So I'm teaching myself character encoding, and I have a presumably stupid question: Wikipedia says
The byte order mark (BOM) is a Unicode character, U+FEFF BYTE ORDER
MARK (BOM), ...
, and a chart on that page writes
Encoding Representation (hexadecimal)
UTF-8 EF BB BF
UTF-16 (BE) FE FF
UTF-16 (LE) FF FE
...
I'm a little confused by it. As I know, most machines using Intel CPUs are little-endian, so why BOM is U+FE FF for UTF-16 (BE), rather than U+EF BB BF for UTF-8 or U+FF FE for UTF-16 (LE)?
As I know, most machines using Intel CPUs are little-endian
Intel CPUs are not the only CPUs used in the world. AMD, ARM, etc. And there are big-endian CPUs.
why BOM is U+FE FF for UTF-16 (BE), rather than U+EF BB BF for UTF-8 or U+FF FE for UTF-16 (LE)?
U+FEFF is the Unicode codepoint designation. FE FF, EF BB BF, FF FE, these are sequences of bytes instead. U+ only applies to Unicode codepoint designations, not bytes.
The numeric value of Unicode codepoint U+FEFF ZERO WIDTH NO-BREAK SPACE (which is its official designation, not U+FEFF BYTE ORDER MARK, though it is also used as a BOM) is 0xFEFF (65279).
That codepoint value encoded in UTF-8 produces three 8-bit codeunit values 0xEF 0xBB 0xBF, which are not subject to any endian issues, which is why UTF-8 does not have separate LE and BE variants.
That same codepoint value encoded in UTF-16 produces one 16-bit codeunit value 0xFEFF. Because it is a multi-byte (16-bit) value, it is subject to endian when interpreted as two 8-bit bytes, hence the LE (0xFF 0xFE) and BE (0xFE 0xFF) variants.
It is not just the BOM that is effected. All codeunits in a UTF-16 string are affected by endian.

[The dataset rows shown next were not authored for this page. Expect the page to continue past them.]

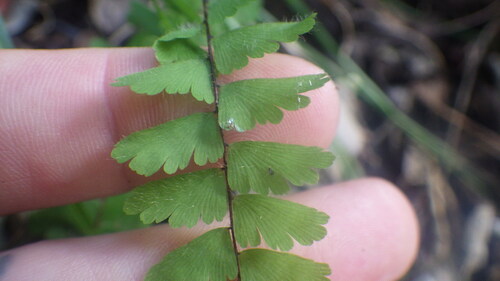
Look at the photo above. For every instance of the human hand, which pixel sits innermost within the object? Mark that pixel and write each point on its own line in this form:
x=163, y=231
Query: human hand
x=60, y=118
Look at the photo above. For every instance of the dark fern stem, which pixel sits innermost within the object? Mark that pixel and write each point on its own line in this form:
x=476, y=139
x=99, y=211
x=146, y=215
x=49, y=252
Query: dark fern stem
x=215, y=87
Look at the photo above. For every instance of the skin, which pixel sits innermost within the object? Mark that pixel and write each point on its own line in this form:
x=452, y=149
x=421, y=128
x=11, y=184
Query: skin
x=60, y=119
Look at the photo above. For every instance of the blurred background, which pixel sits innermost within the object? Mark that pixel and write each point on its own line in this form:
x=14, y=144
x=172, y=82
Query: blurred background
x=420, y=89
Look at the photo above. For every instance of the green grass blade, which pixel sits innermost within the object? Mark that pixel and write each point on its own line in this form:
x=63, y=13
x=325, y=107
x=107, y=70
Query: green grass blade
x=5, y=41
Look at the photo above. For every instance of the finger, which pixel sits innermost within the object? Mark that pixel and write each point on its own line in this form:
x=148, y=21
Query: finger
x=372, y=235
x=60, y=119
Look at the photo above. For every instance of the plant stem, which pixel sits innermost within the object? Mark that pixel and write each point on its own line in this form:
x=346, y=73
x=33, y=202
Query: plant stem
x=215, y=87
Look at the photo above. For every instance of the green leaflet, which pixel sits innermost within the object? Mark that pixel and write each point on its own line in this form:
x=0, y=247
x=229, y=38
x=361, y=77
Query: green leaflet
x=183, y=199
x=209, y=257
x=178, y=45
x=232, y=49
x=171, y=145
x=195, y=78
x=219, y=10
x=245, y=102
x=277, y=220
x=266, y=265
x=264, y=166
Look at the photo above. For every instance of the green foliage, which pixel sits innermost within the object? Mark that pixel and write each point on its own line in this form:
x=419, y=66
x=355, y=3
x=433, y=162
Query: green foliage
x=277, y=220
x=209, y=257
x=171, y=145
x=179, y=45
x=183, y=199
x=143, y=18
x=195, y=80
x=219, y=10
x=245, y=102
x=264, y=166
x=266, y=265
x=247, y=166
x=232, y=49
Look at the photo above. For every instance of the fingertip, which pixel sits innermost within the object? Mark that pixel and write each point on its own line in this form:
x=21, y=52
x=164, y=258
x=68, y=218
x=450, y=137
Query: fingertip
x=314, y=125
x=373, y=231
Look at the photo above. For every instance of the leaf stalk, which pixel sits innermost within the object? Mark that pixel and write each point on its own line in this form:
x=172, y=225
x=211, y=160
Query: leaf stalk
x=213, y=74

The BOM helps a decoder know the endian used for the codeunits in the entire string.
UTF-32, which also uses multi-byte (32-bit) codeunits, is also subject to endian, and thus it also has LE and BE variants, and a 32-bit BOM to express that endian to decoders (0xFF 0xFE 0x00 0x00 for LE, 0x00 0x00 0xFE 0xFF for BE). And yes, as you can probably guess, there is an ambiguity between the UTF-16LE BOM and the UTF-32LE BOM, if you don't know ahead of time which UTF you are dealing with. A BOM is meant to identify the endian, hence the name "Byte Order Mark", not the particular encoding (though it is commonly used for that purpose).
why BOM is U+FE FF for UTF-16 (BE)
It isn't. BOM is character number U+FEFF. There's no space, it's a single hexadecimal number, aka 65279. This definition does not depend on what sequence of bytes is used to represent that characters in any particular encoding.
It happens that the hexadecimal representation of the byte sequence that encodes the character(*) in UTF-16LE, 0xFE, 0xFF has the same order of digits as the hexadecimal representation of the character number U+FEFF; this is just an artefact of big-endianness, it puts most-significant content on the left, same as humans do for big [hexa]decimal numbers.
(* and indeed any character in the Basic Multilingual Plane. It gets hairier when you go above this range as they no longer fit in two bytes.)
Related
Today I was learning about Character Encoding and Unicode but there is one thing I'm not sure about. I used this website to change 字 to Unicode 101101101010111 (which from my understanding is a character set) and same symbol to UTF-16 (a Character Encoding System) 01010111 01011011 which is how it supposes to be saved in memory or desk.
Unicode is just a character set.
UTF-16 is a Encoding system that change charset in a way to save it on memory or desk.
Am I right?
if yes how did Encoding system change 101101101010111 to 01010111 01011011? how does it work?
Unicode at the core is indeed a character set, i.e. it assigns numbers to what most people think of characters. These numbers are called codepoint.
The codepoint for 字 is U+5B57. This is the format how codepoints are usually specified. "5B57" is hexadecimal number.
In binary, 5B57 is 101101101010111, or 0101101101010111 if it is extended to 16 bits. But it is very unusual to specify codepoints in binary.
UTF-16 is one of several encodings for Unicode, i.e. a representation in memory or in files. UTF-16 uses 16-bit code units. Since 16-bit is 2 bytes, two variants exist for splitting it into bytes:
little-ending (lower 8 bit first)
big-endian (higher 8 bits first)
Often they are called UTF-16LE and UTF-16BE. Since most computers today use a little endian architecture, UTF-16LE is more common.
A single codepoint can result in 1 or 2 UTF-16 code units. In this particular case, it's a single code unit, and it is the same as the value for the codepoint: 5B57. It is saved as two bytes, either as:
5B 57 (or 01011011 01010111 in binary, big endian)
57 5B (or 01010111 01011011 in binary, little endian)
The latter one is the one you have shown. So it is UTF-16LE encoding.
For codepoints resulting in 2 UTF-16 code units, the encoding is somewhat more involved. It is explained in the UTF-16 Wikipedia article.
mostly all website are doing same use UTF 16 i'm also use english to binary translator
Unicode at the core is indeed a character set, i.e. it assigns numbers to what most people think of characters. These numbers are called codepoint.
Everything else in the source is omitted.